Ansiosos por lograr mayores éxitos en ligas más importantes, estaban decididos a no dejar pasar esta oportunidad. Por ello, se estaban preparando con ahínco para la próxima competición.
Esta sería la oportunidad más importante que se les había presentado nunca.
Neal se dejó caer en la silla junto a Fernanda y miró el pan duro que ella estaba comiendo. «Deberías comer algo mejor», le dijo.
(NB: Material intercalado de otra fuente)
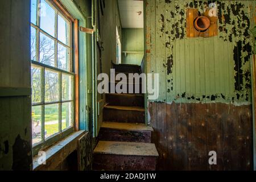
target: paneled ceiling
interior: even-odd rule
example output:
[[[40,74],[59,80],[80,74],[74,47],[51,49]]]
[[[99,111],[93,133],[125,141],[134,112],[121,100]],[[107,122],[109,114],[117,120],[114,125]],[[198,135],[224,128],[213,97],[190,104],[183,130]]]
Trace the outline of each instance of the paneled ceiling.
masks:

Fernanda mantuvo la vista fija en la pantalla. «Comeré más tarde».
«No esperes. Déjame a mí», dijo Neal, apartándola y girando el monitor hacia él. «Ve a comer algo. Tengo algo que contarte cuando vuelvas».
Empezó a escribir rápidamente, con los dedos recorriendo el teclado.
Como Neal ya se había hecho cargo, Fernanda no discutió. Además, la tarea era sencilla y él era más que capaz.
—Me da pereza salir. Dímelo ahora —dijo Fernanda, dando otro mordisco al pan y bebiendo agua de la botella.
—¿Recuerdas que le pediste a Ritchie que se uniera a nuestro equipo? —preguntó Neal—. Ha llamado hoy. No va a unirse a nosotros.